※第8話:Game(&Fete).6
「おーい、みんな!今日は大発表があるぞ〜!」
教壇につくと、吉川は声を張り上げた。
「実はな、土曜日に、秘密会議が行われてな、今明かした時点であれ、秘密じゃなくなっちゃったんだが、そこで決まった内容を発表する!」
…………………はい?
たったひとりを除いて、生徒たちはみな息をのんだ。
「今年の学園祭の、メインイベントについてだ!」
ゴクリ。
「…――というわけで、みんな、配ったプリントは届いたかぁ?」
届けられた、プリント。
そこには、
『第32回 “夢現祭”
・メインイベント
イケメン・コンテスト
&
ミス・コンテスト
開催!!』
と、線がかぶりすぎて読めないくらいの、やたら太い文字で書かれていた。
そして、開催日時や参加方法などが、ゴシック体の文字で記されていた。
おぉお〜!!
みんな、けっこうテンションが上がった。
あ、たったひとりを、除いてね。
「そこにも書いてあるが、参加資格は、立候補または推薦だ!」
おぉお!
「だから、みんな!」
吉川は、声をひそめて言った。
「だれか勇気振り絞って、あの子を推薦してくれない?」
サァ―――――――…
教室中が、静まり返った。
「さいわいにも今、ホームルーム中なのになんか聴いてるし、すごいチャンスだと思うんだよね。」
吉川は、明るく言った。
「せ、先生…………。
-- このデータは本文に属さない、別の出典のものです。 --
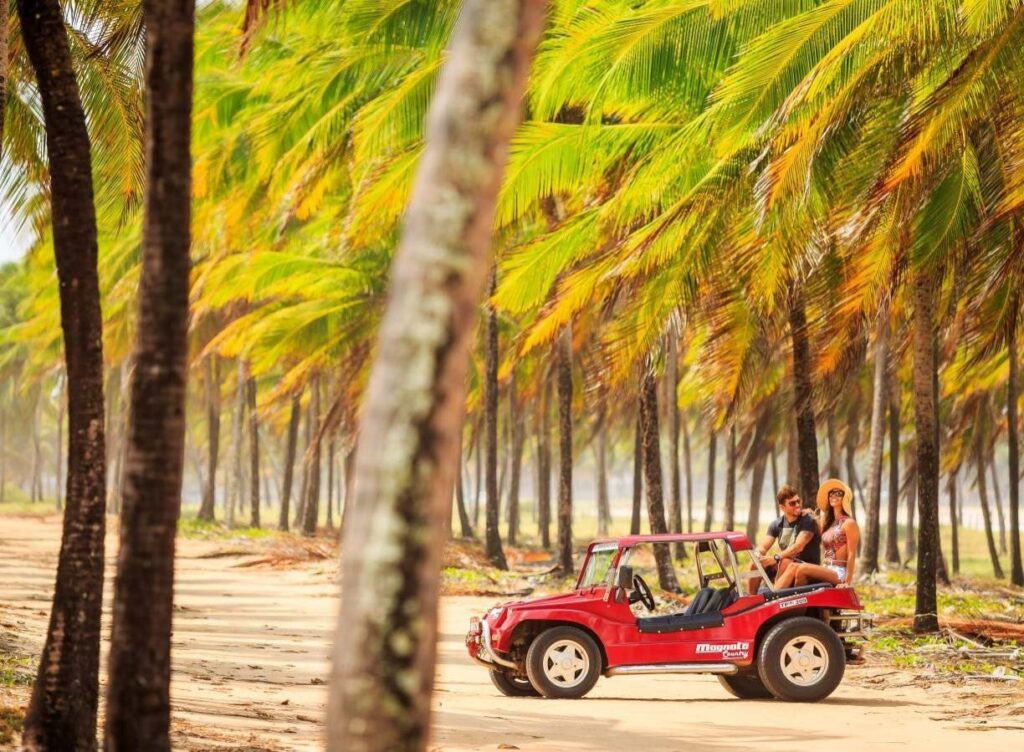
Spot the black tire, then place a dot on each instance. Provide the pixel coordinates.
(816, 643)
(511, 685)
(744, 686)
(569, 680)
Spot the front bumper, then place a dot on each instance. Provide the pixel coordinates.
(480, 650)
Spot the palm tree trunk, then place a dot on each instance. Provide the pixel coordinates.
(565, 451)
(688, 468)
(61, 713)
(238, 428)
(311, 461)
(58, 453)
(460, 496)
(518, 439)
(951, 491)
(603, 510)
(730, 479)
(291, 447)
(544, 467)
(212, 371)
(637, 475)
(997, 492)
(710, 505)
(253, 455)
(880, 393)
(807, 443)
(1016, 568)
(892, 520)
(330, 486)
(411, 426)
(138, 707)
(985, 512)
(652, 477)
(672, 412)
(493, 539)
(757, 486)
(926, 433)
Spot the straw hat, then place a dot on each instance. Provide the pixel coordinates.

」
ひとりの生徒が、手をあげた。
勇気ありすぎるなキミ!と思ったみんなのまえで、その生徒は、
「それじゃあ、学園祭ではなくて、逆にスプラッタ劇場を垣間見ますよ………………?」
と、震える声で申したてた。
「だ、だいたい、これ、イケメンとミスとありますが、とらえようによっては、あの方、どちらでもきっとあからさまにトップになれるんで、どっちに推薦したらいいんですか………………?」
「まぁ、それは、一理あるんだかないんだか…………、」
「先生!」
このとき、手をあげたのは、まさしく現在小麦色の、野球少年・黒熊くんだった。
「わたくし、黒熊幸明(ゆきあき)は、どちらかというとイケメン・コンテストのほうに、このクラスのくれな」
「おい、」
……………………はい?
「それ以上ほざけば、あきらかにブービーにすらなれねぇキサマを、いっそ俺が責任持って推薦してやる。」
ヘッドフォンをつけて瞳を閉じたまま、とらえかたによってはどちらでもトップのひとが言った。
………ひゃぁぁぁぁあっ!!
………どの時点から、聞こえてました……………………?
黒熊くんは、またしても顔真っ青になり、口をパクパクさせて席についたが喜んではいた。